Through all the carnage, the group managed to produce some important literature on the war, some of it deeply philosophical, some of it more political or even religious in tone. The most well-known -- notorious is probably more accurate -- is Max Scheler's 1915 Genius des Krieges und der detusche Krieg. Composed at the outbreak of the war in 1914 and published the following year, Scheler's work represents an uneasy synthesis of philosophical reflection and the national enthusiasm of the moment. Other examples of war literature from this group include the 1918 draft of a dissertation by Fritz Kaufmann, "Conflict," composed during his time at the front but never defended; Reinach's 1916 draft of a manuscript titled "Phänomenologie der Ahnungen" (259); Kurt Lewin's 1917 Kriegslandschaft, a contribution to the phenomenology of landscape; Hans Lipps' Der Soldat des letzten Krieges (1915); Dietrich Mahnke's 1917 Der Wille zur Ewigkeit (a book much praised by Husserl); and the far more politically oriented work of Arnold Metzger, Phenomenology and Revolution (1919).

It is impossible for the reader to peruse this material without at times seeing it through the prism of subsequent history, not only of the destiny of the world, but of the fates of those who lived through the war of 1914-1918. The editors are aware of this, and provide us with some signs and indications of the future, all of which influence how we understand what we read and see here. This future brings with it its own horrors and traumas. Stein will convert to Catholicism and enter a Carmelite convent in 1938, and will be murdered at Auschwitz. Metzger's prediction, in a 1916 letter to his mother, of a post-war wave of anti-semitism in Germany stands out with particularly morbid prescience (205). Heidegger's future career as a member of the NSDAP hangs over the brief glimpses one catches of him in this volume. He is not alone under this particular cloud: the philologist Friedrich Neumann, a member of the Göttinger philosophische Gesellschaft, who also fought in Reserve Regiment 234 with Husserl's sons, will also join the NSDAP and become the rector of another German university during the destruction of yet another generation of Europe.

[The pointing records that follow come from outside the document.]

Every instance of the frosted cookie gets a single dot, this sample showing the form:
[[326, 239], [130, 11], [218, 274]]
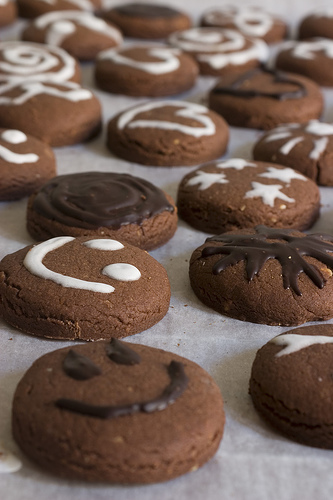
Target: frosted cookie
[[82, 289], [264, 99], [168, 133], [237, 193], [251, 21], [81, 34], [25, 164], [311, 58], [146, 20], [23, 61], [264, 275], [135, 414], [291, 384], [119, 206], [59, 114], [221, 51], [305, 147], [143, 70]]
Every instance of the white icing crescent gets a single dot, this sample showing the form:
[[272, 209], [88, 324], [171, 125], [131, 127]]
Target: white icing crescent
[[187, 110], [294, 342], [169, 60]]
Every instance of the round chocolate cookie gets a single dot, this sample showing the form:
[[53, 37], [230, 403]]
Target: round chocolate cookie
[[59, 114], [311, 58], [251, 21], [25, 164], [237, 193], [306, 147], [81, 34], [95, 204], [147, 20], [82, 289], [291, 384], [117, 412], [263, 99], [265, 275], [221, 51], [144, 70], [168, 133]]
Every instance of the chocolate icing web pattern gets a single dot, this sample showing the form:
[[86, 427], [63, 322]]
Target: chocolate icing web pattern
[[255, 250]]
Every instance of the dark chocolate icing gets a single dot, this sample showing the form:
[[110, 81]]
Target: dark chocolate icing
[[255, 249], [177, 385], [236, 89], [99, 199], [80, 367]]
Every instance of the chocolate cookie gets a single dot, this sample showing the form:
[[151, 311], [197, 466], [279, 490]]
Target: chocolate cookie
[[251, 21], [118, 206], [147, 20], [305, 147], [167, 134], [144, 70], [59, 114], [271, 276], [25, 164], [82, 288], [221, 51], [264, 99], [81, 34], [291, 384], [236, 193], [311, 58], [118, 413]]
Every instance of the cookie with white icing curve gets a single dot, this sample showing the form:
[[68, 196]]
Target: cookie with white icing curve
[[59, 114], [168, 133], [237, 193], [25, 164], [266, 275], [306, 147], [82, 289], [291, 384], [81, 34], [145, 70], [219, 52]]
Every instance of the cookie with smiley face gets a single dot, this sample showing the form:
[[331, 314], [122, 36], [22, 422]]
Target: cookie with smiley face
[[82, 288], [117, 412]]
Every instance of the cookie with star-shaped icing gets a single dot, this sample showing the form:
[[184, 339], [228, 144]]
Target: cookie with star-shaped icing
[[236, 193]]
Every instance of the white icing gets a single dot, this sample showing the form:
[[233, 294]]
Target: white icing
[[170, 61], [122, 272], [206, 179], [294, 342], [268, 193], [187, 110]]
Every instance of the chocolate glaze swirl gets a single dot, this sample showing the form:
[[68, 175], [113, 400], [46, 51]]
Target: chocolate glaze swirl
[[99, 199]]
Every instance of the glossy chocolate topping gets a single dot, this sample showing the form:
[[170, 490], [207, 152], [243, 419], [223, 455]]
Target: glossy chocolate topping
[[278, 244], [99, 199]]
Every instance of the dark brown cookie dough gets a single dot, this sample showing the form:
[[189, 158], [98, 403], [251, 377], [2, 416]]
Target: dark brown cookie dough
[[81, 34], [237, 193], [251, 21], [305, 147], [145, 70], [117, 206], [270, 276], [291, 384], [221, 51], [168, 133], [147, 20], [118, 413], [25, 164], [82, 289], [263, 99]]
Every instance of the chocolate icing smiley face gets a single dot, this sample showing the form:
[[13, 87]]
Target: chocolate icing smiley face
[[118, 412]]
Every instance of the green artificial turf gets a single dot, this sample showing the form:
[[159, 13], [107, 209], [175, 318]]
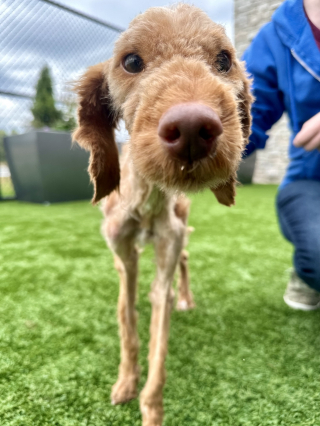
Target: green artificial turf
[[242, 357]]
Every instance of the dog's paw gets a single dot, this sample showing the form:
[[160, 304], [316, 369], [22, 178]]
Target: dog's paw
[[151, 415], [124, 390], [185, 304]]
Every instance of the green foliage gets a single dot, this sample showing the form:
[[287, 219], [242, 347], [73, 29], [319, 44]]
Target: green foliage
[[240, 358], [44, 111]]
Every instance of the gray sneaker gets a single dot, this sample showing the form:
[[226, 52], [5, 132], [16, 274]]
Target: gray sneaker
[[299, 295]]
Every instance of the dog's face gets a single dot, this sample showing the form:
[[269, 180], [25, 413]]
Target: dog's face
[[184, 97]]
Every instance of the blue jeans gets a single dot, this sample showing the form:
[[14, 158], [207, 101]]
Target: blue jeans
[[298, 206]]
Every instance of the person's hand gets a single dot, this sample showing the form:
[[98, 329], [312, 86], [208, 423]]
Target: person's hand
[[309, 136]]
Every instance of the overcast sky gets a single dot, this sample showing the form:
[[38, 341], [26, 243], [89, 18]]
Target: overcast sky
[[34, 34], [121, 12]]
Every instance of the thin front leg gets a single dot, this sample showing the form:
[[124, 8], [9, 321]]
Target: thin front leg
[[185, 298], [125, 388], [168, 250]]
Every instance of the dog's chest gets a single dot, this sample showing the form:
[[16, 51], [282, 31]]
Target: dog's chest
[[149, 212]]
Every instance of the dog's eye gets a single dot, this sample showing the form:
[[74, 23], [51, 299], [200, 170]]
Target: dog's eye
[[223, 61], [132, 63]]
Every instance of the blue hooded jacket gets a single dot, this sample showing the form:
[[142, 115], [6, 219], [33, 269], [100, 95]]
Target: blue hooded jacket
[[284, 62]]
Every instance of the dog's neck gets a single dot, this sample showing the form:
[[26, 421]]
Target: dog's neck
[[142, 199]]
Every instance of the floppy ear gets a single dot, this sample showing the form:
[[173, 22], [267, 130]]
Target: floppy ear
[[95, 132], [226, 192], [245, 100]]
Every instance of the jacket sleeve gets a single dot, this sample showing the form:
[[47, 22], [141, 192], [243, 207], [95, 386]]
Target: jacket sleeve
[[268, 106]]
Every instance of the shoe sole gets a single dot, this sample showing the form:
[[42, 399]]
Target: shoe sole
[[300, 306]]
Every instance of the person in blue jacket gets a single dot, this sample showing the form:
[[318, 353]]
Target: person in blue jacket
[[284, 62]]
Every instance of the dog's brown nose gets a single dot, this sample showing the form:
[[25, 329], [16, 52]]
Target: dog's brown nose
[[189, 131]]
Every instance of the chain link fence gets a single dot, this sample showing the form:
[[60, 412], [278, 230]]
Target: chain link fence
[[38, 33]]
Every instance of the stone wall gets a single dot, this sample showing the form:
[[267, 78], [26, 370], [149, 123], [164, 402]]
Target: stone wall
[[271, 162]]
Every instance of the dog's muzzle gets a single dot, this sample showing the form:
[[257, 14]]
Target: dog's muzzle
[[189, 131]]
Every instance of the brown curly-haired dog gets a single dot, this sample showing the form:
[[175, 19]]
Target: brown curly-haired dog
[[185, 99]]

This is a remarkable book. The curatorial and editorial strategy deployed does not seek to fuse these materials into some overarching narrative or explanation, but lets them speak for themselves, without any undue expectation that what they say will make complete sense. The book instead collects the fragmentary, archival remains of a group of individuals grappling with the impact of a disaster that took years to unfold, and in which much remained misunderstood, unspoken, and undecided, both during and after. Anyone seeking to better understand the philosophical legacy of classical phenomenology in light of the historical context of the First World War will find in this volume an invaluable resource.

[1] See Ernst Piper, Nacht über Europa. Kulturgeschichte des ersten Weltkriegs (Berlin: List, 2014), p. 222.

[2] See Piper, Nacht über Europa, pp. 88-94.

[3] See Alexander Watson, Ring of Steel: Germany and Austria-Hungary at War, 1914-1918 (London: Penguin, 2014), pp. 210-226.